Rien. Il n'y a plus rien. Rien à voir. Ou trop, justement. Trop de vide, de silence, de gris, de noir et blanc. Plus aucun mouvement autre que celui des éléments, encore actifs. L'eau, grise, noire, le vent, chargé de cendres. Le soleil, à jamais voilé par des nuages drapés de suie, eux aussi. Même les arbres sont noirs, brûlés. Les humains aussi. Certains fondus avec le bitume, comme une ultime union. Tu es né poussière, tu redeviendras poussière. Poussière qui s'infiltre d'elle-même. Elle est partout. Même dans la neige. Plusaucuen parcelle de blanc, même celui de l'oeil est terni. Veiné. Sombre. L'espoir y passe ses derniers instants. S'écoule, très finement. En même temps que surgissent les souvenirs, ceux d'avant, pendant, et après elle.

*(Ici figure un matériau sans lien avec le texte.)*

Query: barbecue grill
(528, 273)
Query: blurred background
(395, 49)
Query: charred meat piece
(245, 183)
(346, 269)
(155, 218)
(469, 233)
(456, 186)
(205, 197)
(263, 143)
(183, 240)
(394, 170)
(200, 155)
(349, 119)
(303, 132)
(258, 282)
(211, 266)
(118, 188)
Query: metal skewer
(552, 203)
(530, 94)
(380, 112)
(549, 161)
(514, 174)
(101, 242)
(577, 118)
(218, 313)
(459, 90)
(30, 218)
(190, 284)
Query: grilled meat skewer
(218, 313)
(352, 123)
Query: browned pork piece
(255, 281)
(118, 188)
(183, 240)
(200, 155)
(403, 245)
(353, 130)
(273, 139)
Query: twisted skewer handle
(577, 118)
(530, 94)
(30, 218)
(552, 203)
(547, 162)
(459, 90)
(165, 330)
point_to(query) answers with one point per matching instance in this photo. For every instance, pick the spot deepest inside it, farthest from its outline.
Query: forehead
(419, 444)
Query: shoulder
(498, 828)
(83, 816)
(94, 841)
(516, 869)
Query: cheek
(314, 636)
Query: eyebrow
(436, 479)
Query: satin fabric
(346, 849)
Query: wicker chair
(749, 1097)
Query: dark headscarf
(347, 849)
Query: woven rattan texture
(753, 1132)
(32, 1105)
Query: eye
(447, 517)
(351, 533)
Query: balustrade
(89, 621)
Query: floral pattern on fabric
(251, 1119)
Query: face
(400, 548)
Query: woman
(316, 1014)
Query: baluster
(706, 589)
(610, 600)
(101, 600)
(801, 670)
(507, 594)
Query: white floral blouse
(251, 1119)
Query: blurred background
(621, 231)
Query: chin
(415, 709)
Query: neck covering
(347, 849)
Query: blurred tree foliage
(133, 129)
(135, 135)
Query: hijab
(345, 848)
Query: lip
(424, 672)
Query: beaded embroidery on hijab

"Alors ne le fais pas. Je ne peux pas t'aider. On dit que les femmes rêvent de dangers qui menacent ceux dont elles prennent soin et les hommes des dangers qui les menacent eux-mêmes. [...] Elle était partie et le froid de son départ fut son ultime présent. [...] les centaines de nuits qu'ils avaient passées à analyser le pour et le contre de l'autodestruction avec le sérieux de philosophes enchaînés au mur d'un aqsile d'aliénés."

Elle est partie. Il y a longtemps. Mais le temps ne compte plus, de toute façon. Plus d'horloge, plus de fuseau horaire, le monde fume encore de ses cadavres, de ses maisons éventrées, de ses entrailles noires, d'un noir absolu, jamais vu, apocalyptique.

Ils croisent quelques vivants. Des pas encore morts. Car elle est là, la mort, chaque matin au réveil, chaque pas dans la neige noircie, chaque fois qu'il faut s'arrêter, sans jamais savoir s'ils pourront repartir.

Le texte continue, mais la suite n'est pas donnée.